A tailess Pied Wagtail taking a liking to Jacques car at the observatory
After lunch at the ARC there was very little to change from the last few days, plenty of Wood Sandpipers, the same 4 Ruff, 7 Garganey etc. Oh how easy it is to become blase!
 A Dunlin in front of Firth Hide during this afternoons deluge
As I was parking my car at the fishing boats this afternoon the heavens opened, so I made my way to Firth Hide instead, where a juvenile Black Tern was still present and there was an adult Yellow-legged Gull on one of the islands, waders were represented by 10+ Dunlin, 8+ Common Sandpipers, a Greenshank, a Green Sandpiper, a Whimbrel and a Ringed Plover all being battered by the deluge.

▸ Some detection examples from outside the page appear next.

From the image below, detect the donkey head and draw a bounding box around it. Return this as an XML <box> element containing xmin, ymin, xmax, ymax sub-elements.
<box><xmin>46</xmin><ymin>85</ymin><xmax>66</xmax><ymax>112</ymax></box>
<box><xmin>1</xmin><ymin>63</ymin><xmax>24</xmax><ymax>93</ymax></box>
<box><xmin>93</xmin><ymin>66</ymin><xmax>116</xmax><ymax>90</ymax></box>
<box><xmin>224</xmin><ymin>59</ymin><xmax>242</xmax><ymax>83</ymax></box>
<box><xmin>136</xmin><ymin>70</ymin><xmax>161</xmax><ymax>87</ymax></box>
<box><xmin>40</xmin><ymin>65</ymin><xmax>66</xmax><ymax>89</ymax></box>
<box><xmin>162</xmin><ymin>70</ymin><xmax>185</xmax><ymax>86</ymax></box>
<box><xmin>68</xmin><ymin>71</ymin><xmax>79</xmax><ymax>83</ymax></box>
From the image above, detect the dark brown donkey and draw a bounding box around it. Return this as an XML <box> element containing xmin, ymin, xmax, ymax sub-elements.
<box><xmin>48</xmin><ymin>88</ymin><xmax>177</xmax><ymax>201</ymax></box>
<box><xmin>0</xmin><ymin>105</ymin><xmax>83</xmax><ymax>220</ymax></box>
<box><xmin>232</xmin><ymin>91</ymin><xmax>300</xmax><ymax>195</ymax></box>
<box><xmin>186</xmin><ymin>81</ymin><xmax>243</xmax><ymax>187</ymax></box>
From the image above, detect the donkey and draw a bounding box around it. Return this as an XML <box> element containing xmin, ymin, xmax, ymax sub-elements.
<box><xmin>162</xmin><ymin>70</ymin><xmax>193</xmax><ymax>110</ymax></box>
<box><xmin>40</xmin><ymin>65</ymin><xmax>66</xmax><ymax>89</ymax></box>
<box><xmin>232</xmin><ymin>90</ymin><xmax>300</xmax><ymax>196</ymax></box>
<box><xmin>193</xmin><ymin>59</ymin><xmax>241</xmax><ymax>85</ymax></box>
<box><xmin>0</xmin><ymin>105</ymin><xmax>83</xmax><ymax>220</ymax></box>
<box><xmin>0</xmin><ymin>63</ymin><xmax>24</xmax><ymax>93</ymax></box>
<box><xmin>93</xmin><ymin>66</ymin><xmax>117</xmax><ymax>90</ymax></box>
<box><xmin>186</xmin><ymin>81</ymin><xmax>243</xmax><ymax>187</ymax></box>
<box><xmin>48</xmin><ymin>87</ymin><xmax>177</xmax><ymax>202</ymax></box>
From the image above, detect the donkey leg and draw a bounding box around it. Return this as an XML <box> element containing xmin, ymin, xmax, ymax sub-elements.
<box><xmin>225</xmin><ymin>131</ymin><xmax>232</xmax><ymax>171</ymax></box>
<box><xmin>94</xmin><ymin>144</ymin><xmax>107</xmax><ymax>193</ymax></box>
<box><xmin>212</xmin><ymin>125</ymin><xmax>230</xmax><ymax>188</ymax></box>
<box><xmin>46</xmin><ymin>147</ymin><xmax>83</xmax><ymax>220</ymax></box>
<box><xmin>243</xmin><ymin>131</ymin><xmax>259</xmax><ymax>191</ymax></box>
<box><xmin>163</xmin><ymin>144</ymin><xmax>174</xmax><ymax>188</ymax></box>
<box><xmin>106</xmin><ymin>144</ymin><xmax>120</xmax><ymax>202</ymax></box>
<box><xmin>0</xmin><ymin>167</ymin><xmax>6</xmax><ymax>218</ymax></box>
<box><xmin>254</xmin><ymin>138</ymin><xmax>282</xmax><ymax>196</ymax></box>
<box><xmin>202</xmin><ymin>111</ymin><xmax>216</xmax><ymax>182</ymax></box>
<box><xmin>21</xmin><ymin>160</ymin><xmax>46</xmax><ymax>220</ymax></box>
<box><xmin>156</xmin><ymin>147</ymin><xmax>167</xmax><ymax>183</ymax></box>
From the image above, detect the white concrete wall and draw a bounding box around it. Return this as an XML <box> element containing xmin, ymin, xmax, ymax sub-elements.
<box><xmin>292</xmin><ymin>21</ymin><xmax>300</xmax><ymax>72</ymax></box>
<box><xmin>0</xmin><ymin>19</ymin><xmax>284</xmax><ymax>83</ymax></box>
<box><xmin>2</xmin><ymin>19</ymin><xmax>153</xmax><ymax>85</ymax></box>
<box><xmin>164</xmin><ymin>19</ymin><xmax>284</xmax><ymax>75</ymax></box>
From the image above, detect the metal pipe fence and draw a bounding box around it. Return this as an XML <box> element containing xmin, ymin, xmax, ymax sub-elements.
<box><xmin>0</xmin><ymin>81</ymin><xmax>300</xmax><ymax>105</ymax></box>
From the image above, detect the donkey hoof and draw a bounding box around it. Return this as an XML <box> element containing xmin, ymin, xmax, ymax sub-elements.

 Common Sandpiper being battered by the deluge
 A Greenshank bought in by the rain
 Just for Jacques
Swallows drying out on the roof of the VC

1 comment:

  1. Superb Martin, and as it is a female it is quite likely to lay eggs in the vicinity. These have a very quick life cycle so in a matter of a few weeks there could be several more very fresh individuals!!
    In fact it worth checking that plant you have photographed it on for eggs as it looks like the pea family.